However, the country still has one of the highest RRR levels in Asia.
The Philippines’ central bank has announced a one percentage-point reduction in the reserve requirement ratio from 19% to 18% effective June 1, in a move that releases around $1.71b (PHP90b) in fresh liquidity into the financial system.
The reserve requirement ratio is the amount of deposits banks must hold in reserve in cash and cannot be used for loans.
The cut comes shortly after an earlier one percentage-point reduction that kicked into effect last March as the Bangko Sentral ng Pilipinas moves to continue a ‘gradual and phased reduction’ with the aim of reducing reliance on reserves to manage overall liquidity.

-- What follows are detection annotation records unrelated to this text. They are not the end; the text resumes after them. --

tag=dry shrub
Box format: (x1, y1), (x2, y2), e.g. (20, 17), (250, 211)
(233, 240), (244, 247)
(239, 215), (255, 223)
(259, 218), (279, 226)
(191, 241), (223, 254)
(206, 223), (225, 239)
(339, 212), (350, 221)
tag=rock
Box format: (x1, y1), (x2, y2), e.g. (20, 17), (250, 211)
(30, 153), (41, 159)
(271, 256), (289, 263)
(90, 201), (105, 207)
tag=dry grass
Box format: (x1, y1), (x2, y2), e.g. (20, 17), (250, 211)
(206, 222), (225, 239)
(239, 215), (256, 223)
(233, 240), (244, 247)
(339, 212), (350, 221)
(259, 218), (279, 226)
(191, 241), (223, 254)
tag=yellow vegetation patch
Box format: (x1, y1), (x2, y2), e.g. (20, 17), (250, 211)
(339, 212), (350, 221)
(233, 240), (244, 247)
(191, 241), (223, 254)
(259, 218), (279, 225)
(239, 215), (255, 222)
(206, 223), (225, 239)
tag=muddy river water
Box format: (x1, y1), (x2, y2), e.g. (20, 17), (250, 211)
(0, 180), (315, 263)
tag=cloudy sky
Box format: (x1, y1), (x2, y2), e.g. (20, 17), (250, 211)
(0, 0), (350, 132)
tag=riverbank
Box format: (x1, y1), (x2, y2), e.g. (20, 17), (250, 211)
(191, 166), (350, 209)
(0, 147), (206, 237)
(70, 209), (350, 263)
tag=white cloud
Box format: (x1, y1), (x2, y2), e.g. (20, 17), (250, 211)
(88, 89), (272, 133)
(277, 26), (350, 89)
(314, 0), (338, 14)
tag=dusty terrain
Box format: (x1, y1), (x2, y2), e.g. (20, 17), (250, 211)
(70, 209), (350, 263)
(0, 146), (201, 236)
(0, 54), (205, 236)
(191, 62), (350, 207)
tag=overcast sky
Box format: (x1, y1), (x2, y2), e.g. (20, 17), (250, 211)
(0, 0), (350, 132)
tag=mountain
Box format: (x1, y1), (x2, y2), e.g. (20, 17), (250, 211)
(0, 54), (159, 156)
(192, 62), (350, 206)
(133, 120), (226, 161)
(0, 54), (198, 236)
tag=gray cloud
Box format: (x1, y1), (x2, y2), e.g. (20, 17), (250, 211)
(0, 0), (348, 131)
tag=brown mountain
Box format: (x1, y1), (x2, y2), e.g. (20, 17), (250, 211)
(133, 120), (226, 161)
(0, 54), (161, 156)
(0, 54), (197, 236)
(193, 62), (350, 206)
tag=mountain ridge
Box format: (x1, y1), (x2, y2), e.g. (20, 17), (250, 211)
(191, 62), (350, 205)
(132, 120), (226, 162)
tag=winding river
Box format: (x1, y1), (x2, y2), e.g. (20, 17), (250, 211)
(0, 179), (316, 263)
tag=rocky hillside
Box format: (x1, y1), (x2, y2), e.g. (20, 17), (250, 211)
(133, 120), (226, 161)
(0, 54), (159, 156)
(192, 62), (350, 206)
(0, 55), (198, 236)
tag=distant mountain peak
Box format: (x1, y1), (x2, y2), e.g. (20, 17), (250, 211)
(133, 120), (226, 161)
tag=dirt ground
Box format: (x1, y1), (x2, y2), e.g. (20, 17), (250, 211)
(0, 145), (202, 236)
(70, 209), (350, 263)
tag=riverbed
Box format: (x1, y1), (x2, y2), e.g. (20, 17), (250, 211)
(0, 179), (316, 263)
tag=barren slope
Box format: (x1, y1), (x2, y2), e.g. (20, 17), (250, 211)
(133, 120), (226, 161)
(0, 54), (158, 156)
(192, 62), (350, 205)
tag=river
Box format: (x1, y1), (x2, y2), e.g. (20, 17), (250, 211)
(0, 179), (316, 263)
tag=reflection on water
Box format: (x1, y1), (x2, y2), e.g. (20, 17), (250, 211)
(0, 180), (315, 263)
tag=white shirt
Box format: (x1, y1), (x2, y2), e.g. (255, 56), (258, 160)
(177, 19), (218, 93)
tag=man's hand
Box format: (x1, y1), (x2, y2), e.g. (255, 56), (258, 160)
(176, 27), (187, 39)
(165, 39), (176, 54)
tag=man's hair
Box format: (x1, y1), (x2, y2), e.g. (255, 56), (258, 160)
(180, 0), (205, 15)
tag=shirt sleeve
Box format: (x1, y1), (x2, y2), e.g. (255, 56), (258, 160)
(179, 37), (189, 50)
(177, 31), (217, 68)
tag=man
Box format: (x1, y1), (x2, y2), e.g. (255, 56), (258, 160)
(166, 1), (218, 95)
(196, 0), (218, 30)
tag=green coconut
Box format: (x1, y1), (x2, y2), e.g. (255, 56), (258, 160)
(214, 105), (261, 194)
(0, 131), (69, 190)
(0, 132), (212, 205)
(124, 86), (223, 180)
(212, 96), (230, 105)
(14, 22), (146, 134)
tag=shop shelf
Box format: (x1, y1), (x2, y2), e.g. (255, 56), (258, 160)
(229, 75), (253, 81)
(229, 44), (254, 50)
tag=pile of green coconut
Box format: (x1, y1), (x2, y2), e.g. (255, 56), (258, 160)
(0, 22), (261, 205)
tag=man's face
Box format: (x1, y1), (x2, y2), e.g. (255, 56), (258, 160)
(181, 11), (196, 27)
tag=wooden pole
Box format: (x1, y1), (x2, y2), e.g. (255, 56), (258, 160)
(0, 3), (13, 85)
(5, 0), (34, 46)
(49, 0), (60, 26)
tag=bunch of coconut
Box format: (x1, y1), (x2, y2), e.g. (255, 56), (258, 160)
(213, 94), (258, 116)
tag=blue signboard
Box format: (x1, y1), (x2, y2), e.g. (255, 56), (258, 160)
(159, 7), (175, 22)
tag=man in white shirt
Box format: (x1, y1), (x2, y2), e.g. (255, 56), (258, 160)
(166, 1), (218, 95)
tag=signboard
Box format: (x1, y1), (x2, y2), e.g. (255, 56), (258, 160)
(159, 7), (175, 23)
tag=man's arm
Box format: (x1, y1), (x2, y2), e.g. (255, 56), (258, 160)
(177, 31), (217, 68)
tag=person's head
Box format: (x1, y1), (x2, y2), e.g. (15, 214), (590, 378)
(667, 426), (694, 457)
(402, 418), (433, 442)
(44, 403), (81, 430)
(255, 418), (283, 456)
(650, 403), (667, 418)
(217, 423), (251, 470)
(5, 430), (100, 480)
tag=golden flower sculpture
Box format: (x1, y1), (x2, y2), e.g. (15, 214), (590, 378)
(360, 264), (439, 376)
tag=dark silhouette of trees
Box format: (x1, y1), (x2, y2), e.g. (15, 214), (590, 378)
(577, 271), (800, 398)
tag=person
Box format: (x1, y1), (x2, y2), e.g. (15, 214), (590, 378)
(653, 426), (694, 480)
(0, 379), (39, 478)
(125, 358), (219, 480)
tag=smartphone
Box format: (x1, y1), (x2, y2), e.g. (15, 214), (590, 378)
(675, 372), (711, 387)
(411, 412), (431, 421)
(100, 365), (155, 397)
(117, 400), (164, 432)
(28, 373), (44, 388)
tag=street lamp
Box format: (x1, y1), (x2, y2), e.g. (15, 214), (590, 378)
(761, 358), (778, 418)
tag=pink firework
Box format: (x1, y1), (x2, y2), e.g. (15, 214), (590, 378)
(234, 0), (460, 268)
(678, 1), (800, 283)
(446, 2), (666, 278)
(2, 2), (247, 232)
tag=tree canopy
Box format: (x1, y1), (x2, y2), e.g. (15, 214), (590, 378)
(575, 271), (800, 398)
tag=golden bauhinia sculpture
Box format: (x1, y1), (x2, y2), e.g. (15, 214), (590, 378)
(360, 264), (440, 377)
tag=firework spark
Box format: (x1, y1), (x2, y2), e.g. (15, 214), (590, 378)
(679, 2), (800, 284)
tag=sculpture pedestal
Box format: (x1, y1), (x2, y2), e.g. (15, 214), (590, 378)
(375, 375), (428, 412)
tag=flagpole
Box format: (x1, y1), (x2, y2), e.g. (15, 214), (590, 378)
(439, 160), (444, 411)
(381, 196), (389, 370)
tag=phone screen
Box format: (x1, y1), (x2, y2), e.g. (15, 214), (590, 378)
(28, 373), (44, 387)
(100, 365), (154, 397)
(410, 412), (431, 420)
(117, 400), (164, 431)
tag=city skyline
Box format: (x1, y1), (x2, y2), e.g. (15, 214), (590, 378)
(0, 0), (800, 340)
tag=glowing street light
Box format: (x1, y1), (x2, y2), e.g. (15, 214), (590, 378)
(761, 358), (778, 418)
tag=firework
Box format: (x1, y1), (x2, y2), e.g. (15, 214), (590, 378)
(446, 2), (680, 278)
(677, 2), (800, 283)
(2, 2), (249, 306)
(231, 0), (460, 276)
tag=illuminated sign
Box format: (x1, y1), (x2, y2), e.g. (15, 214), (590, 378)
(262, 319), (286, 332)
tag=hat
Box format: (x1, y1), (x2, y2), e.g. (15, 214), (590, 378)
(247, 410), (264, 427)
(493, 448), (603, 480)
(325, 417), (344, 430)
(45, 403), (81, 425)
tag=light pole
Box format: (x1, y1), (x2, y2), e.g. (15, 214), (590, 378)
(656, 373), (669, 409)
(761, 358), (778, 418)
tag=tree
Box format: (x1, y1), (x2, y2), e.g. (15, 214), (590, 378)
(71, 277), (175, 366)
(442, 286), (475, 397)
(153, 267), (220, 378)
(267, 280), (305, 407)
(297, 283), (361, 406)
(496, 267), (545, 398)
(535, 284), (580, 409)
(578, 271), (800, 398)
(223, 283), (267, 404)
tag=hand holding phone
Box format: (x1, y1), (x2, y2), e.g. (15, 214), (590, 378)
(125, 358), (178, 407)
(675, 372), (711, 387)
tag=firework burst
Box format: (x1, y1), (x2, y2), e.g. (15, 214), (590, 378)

BSP governor Nestor Espenilla has earlier announced that he wants to see the RRR reduced to single-digit levels.
“The shift to the auction-based monetary operations under the interest rate corridor (IRC) framework has allowed the BSP to provide more effective guidance to short-term market interest rates, which should help facilitate healthy price discovery on the cost of funds in the financial system,” BSP said in a statement.
The reduction in reserve requirements is also part of the central bank’s reform agenda to promote a more efficient financial system by lowering intermediation costs.
Despite the recent reductions, the Philippines still has one of the highest RRR in the region compared to China which also recently relaxed its RRR to 17 %, Taiwan’s 6%, Singapore’s 3% and Japan’s 0.85%.